El aeroplano viene toreando el aire.
Cuando pasa sobre los ranchos que se le arriman a la
estación, los chicos se desbandan y los hombres envaran las piernas para
aguantar el cimbrón.
Ya está de la otra mano, perdiéndose a ras del monte.
Los niños y las madres asoman como después de la lluvia. Vuelven las voces de
los hombres:
¿Será Zanni…, el volador?
No puede. Si Zanni le está dando la vuelta al mundo.

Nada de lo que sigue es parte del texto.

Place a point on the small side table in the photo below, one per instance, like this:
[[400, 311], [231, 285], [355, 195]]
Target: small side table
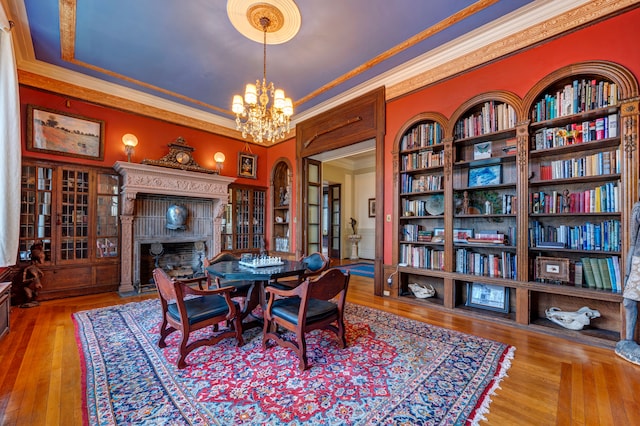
[[5, 307], [354, 238]]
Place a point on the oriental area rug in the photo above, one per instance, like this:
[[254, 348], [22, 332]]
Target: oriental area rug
[[393, 371]]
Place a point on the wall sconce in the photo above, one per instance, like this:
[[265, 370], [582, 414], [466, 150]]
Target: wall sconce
[[219, 159], [130, 141]]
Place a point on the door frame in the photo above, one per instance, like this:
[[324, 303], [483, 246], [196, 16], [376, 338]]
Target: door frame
[[356, 121]]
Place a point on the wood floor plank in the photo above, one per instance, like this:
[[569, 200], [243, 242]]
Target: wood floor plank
[[551, 381]]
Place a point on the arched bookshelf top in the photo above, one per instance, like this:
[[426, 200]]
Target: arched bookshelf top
[[423, 117], [475, 103], [602, 70]]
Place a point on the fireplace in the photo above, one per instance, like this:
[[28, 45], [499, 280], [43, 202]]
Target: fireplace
[[148, 192]]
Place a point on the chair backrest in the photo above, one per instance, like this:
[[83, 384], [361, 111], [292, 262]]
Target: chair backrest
[[165, 285], [316, 263], [330, 284]]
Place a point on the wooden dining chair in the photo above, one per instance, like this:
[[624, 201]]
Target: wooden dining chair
[[314, 304], [186, 315], [316, 263], [244, 289]]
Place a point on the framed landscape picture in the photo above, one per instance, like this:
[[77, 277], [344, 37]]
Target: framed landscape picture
[[247, 165], [62, 133], [487, 296], [485, 175]]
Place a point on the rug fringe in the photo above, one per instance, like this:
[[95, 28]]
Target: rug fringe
[[482, 409]]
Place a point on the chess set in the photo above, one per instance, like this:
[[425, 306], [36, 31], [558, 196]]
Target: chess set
[[261, 262]]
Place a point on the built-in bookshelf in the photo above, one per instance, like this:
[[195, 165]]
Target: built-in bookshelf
[[515, 205]]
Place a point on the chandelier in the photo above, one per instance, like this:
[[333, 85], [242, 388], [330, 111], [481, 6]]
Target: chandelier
[[257, 116]]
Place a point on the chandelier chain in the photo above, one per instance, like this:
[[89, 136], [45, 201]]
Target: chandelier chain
[[263, 122]]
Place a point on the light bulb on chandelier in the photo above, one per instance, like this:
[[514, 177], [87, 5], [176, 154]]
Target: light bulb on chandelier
[[254, 116]]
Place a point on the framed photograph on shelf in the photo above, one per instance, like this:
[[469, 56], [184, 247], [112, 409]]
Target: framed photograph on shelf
[[552, 268], [485, 175], [461, 235], [482, 150], [62, 133], [487, 296], [247, 165]]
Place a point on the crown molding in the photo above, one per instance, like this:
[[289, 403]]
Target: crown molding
[[524, 27]]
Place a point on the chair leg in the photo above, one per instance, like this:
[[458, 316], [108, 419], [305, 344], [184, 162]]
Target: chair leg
[[341, 335], [237, 321], [165, 331], [183, 350], [265, 331], [302, 352]]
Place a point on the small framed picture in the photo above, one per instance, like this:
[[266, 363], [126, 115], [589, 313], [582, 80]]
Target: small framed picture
[[462, 235], [487, 296], [247, 165], [62, 133], [485, 175], [482, 150], [552, 268]]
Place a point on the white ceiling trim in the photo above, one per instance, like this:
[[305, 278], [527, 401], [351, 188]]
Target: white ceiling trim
[[518, 20], [510, 24]]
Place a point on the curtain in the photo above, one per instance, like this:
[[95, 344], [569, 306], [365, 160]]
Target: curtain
[[10, 145]]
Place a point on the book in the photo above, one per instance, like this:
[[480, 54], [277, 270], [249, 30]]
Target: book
[[597, 274], [577, 274], [589, 276], [606, 274]]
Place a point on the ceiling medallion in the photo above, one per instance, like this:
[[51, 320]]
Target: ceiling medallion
[[283, 14], [264, 113]]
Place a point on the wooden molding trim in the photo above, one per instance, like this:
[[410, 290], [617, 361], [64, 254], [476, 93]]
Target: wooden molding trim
[[592, 11], [97, 97]]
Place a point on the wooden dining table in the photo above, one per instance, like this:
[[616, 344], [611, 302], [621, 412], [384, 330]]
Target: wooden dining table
[[233, 270]]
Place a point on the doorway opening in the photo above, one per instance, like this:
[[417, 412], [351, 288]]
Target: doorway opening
[[347, 177]]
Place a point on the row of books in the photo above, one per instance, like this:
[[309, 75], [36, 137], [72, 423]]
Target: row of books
[[577, 97], [576, 133], [603, 236], [421, 160], [601, 199], [599, 273], [422, 257], [409, 183], [601, 163], [502, 265], [493, 117], [422, 135]]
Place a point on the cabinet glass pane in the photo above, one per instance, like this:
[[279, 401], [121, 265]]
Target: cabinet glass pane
[[74, 217], [107, 216], [35, 210]]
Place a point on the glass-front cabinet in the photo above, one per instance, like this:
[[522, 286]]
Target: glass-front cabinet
[[72, 211], [244, 220]]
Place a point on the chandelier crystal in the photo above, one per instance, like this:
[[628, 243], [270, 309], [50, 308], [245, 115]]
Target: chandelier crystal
[[256, 115]]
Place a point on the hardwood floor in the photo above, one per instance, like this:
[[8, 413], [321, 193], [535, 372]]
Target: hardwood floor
[[551, 381]]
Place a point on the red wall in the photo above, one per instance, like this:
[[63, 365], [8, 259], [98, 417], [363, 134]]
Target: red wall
[[613, 40], [153, 137]]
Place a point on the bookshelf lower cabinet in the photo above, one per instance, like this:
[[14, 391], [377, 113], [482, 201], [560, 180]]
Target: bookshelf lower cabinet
[[512, 206], [604, 330], [409, 278]]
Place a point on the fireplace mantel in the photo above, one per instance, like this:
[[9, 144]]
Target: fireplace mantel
[[147, 179]]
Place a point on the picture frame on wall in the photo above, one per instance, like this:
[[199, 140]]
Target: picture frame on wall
[[372, 207], [487, 296], [61, 133], [247, 165]]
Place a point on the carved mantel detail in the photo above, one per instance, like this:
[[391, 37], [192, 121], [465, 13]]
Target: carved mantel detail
[[148, 179]]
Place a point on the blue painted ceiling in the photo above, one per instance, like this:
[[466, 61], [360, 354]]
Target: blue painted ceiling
[[187, 51]]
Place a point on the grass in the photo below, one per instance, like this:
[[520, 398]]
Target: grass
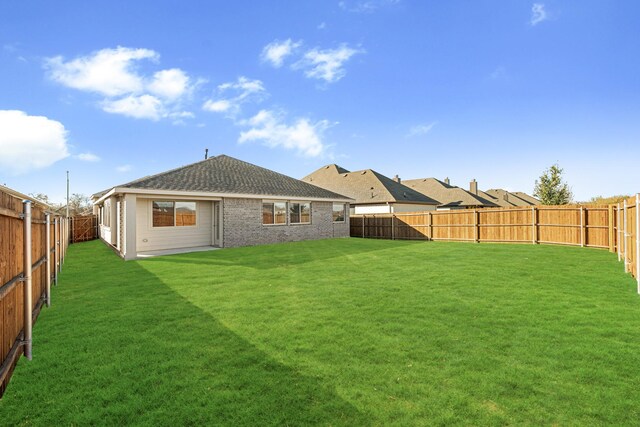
[[336, 332]]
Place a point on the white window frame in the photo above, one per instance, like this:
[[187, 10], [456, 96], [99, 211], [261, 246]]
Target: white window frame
[[160, 227], [344, 213]]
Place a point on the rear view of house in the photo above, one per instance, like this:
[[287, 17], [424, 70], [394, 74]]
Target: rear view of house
[[220, 202]]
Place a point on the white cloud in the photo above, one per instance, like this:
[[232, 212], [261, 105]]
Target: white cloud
[[366, 6], [538, 14], [30, 142], [88, 157], [326, 64], [303, 135], [108, 72], [138, 107], [276, 51], [421, 129], [113, 73], [170, 84], [242, 91]]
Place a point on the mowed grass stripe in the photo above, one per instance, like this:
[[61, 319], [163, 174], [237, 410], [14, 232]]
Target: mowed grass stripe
[[336, 332]]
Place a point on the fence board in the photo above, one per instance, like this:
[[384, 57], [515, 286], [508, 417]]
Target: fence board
[[11, 268]]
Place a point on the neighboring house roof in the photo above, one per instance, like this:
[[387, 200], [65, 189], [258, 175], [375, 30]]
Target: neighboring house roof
[[226, 175], [448, 195], [510, 198], [527, 198], [366, 186]]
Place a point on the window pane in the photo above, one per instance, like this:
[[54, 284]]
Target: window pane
[[267, 213], [305, 212], [338, 212], [163, 214], [280, 211], [185, 213], [294, 213]]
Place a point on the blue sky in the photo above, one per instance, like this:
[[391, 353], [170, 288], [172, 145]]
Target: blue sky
[[492, 90]]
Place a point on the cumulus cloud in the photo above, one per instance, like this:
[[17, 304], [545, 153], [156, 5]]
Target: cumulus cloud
[[88, 157], [275, 52], [231, 96], [30, 142], [365, 6], [422, 129], [114, 74], [303, 136], [327, 64], [538, 14]]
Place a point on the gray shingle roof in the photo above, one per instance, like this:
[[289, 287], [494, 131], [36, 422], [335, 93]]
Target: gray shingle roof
[[365, 186], [448, 195], [511, 199], [226, 175]]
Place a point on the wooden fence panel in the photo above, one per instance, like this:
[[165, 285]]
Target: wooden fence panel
[[84, 228]]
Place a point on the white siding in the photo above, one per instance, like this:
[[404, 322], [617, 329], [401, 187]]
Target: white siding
[[149, 238], [407, 207], [371, 209]]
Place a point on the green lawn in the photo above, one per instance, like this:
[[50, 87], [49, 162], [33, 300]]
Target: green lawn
[[336, 332]]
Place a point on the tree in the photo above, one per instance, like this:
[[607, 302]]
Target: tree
[[551, 189]]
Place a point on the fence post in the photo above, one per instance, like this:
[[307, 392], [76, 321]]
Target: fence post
[[624, 235], [583, 227], [534, 225], [48, 255], [611, 229], [476, 227], [28, 299], [618, 230], [392, 228], [638, 240], [55, 251]]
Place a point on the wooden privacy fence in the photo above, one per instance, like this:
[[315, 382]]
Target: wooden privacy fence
[[83, 228], [611, 227], [33, 244]]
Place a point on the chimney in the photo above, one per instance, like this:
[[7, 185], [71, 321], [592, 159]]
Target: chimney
[[473, 187]]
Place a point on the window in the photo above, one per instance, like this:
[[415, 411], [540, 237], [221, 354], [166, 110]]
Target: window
[[185, 213], [170, 214], [106, 213], [274, 213], [338, 212], [299, 213]]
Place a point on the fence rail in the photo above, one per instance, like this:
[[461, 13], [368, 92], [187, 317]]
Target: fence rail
[[612, 227], [33, 244]]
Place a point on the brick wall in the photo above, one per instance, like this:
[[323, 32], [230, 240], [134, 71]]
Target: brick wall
[[243, 225]]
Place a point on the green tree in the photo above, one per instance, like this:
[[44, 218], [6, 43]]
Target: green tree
[[551, 189]]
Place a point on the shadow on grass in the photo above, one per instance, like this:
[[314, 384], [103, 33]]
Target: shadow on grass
[[120, 347], [278, 255]]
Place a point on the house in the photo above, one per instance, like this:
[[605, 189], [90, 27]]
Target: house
[[219, 202], [509, 199], [449, 196], [373, 192]]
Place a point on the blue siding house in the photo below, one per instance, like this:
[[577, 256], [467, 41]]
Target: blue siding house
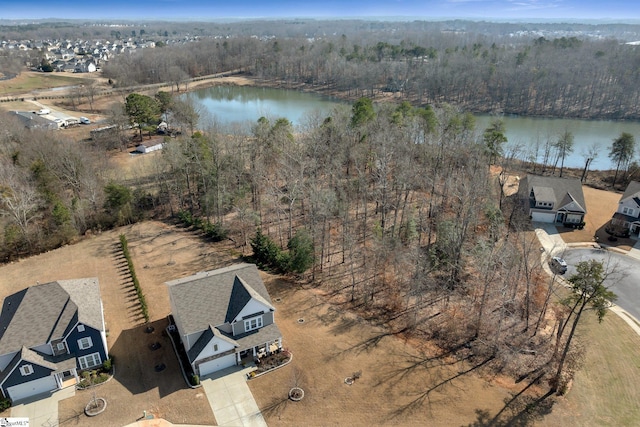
[[224, 316], [49, 333]]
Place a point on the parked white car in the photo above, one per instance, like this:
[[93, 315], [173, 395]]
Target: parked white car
[[558, 265]]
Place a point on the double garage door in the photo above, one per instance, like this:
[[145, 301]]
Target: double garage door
[[214, 365], [32, 388]]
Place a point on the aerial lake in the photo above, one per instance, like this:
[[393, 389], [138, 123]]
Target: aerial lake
[[244, 105]]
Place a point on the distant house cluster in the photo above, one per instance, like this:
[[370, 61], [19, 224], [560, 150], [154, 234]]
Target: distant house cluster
[[80, 56], [553, 200]]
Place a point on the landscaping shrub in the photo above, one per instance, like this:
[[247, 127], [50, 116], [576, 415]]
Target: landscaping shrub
[[267, 254], [195, 380]]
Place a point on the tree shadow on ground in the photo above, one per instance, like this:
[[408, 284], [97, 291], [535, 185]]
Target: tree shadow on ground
[[275, 407], [145, 360], [519, 411], [440, 379]]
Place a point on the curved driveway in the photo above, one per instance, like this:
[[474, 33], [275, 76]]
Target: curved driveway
[[624, 279]]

¿Y qué, acaso no estamos en el mundo?
Así es; pero eso no lo sabe nadie, aparte de
nosotros.
Pedro Pascual oye y se guía por los más enterados:
tiene que ser que el aeroplano le sale al paso al “tren del rey”.
Humberto de Saboya, príncipe de Piamonte, no es rey;
pero lo será, dicen, cuando se le muera el padre, que es rey de veras.
Esa misma tarde, dicen, el príncipe de Europa estará
allí, en esa pobrecita tierra de los medanales.
Pedro Pascual quiere ver para contarle a la mujer.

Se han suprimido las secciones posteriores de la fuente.